To the south, we discovered the Standing Wall Island. In 2011, we found this compound contained a large, enclosed open area with a paperclip-like entrance that formed a chute. This enclosure seemed like it could be a stockyard where cattle were held, before being butchered to provide meat for the pyramid workers. We even started calling it the OK (Old Kingdom) Corral.
However, the corral’s actual entrance, along with the southern half of the silo building and most of the proposed harbor, ran under a modern soccer field, leaving us unable to see a large and crucial portion of our site.
This year we got permission to start excavating the old soccer field and we hoped to finally prove our harbor and corral hypotheses. But when we went to “ground truth” the corral entrance, we found something unexpected!
When we excavated the northeastern corner of the OK Corral that was previously under the soccer field, we found the wall formed an “elbow,” which turned and attached to a ramp at the north end of the corral. Near the elbow was a small gated opening, not the large open chute we had expected to find.
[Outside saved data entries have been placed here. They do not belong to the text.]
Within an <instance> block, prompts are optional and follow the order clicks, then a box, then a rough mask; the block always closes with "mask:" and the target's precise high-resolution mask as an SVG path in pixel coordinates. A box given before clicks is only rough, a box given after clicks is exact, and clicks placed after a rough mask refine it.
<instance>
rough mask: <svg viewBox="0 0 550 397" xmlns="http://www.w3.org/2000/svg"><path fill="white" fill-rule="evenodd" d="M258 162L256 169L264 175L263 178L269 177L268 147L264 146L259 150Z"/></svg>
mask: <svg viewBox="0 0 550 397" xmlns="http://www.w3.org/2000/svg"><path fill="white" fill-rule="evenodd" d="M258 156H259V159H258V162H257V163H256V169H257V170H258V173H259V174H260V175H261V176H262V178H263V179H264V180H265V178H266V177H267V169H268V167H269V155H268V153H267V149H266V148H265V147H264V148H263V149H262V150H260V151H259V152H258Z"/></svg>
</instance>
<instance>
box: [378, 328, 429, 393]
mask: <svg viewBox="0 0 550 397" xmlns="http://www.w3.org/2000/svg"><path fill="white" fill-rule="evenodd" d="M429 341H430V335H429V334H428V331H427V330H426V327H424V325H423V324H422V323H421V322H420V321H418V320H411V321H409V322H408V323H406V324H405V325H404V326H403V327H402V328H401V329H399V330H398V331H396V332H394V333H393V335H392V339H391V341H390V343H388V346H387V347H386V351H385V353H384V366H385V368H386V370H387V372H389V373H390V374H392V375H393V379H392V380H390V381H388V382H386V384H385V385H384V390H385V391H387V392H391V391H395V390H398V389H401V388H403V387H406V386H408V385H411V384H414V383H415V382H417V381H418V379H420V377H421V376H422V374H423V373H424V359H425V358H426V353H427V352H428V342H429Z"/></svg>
Could cattle have still come through this gate into the enclosed area? Though the entrance was originally 2.9 m wide, it looks like it was almost immediately narrowed to 0.85 m, and then again down to 0.56 m.
While it’s possible that smaller cattle could get through, it would be a tight fit. At this point an animal pen is still the best explanation for the enclosure, but was it meant for cattle?
The Lost City was in its heyday during the reigns of Khafre and Menkaure, the builders of the Second and Third Giza Pyramids. When Menkaure died, he left his pyramid and temples incomplete. Though his successor, Shepseskaf, completed the monuments, he moved away from Giza to build his own tomb at Saqqara.
Our new excavations show the OK Corral’s enclosure wall was actually a late addition to the building. With only a smaller workforce left behind at Giza after Menkaure’s death, is it possible the people who remained started to receive mostly sheep and goats, lower status meat than cattle? And that the corral was remodeled with a new gate for smaller livestock?
How many and what type of animals the pyramid workers ate may seem like a small detail, but it’s details like this that ultimately help us piece together the lives of the people who built the pyramids and find out what happened to them once the Egyptian state’s focus shifted elsewhere.
Our motto is that we are not looking for things, we are looking for information. So we’ll follow the facts wherever they take us when we return to the Soccer Field area.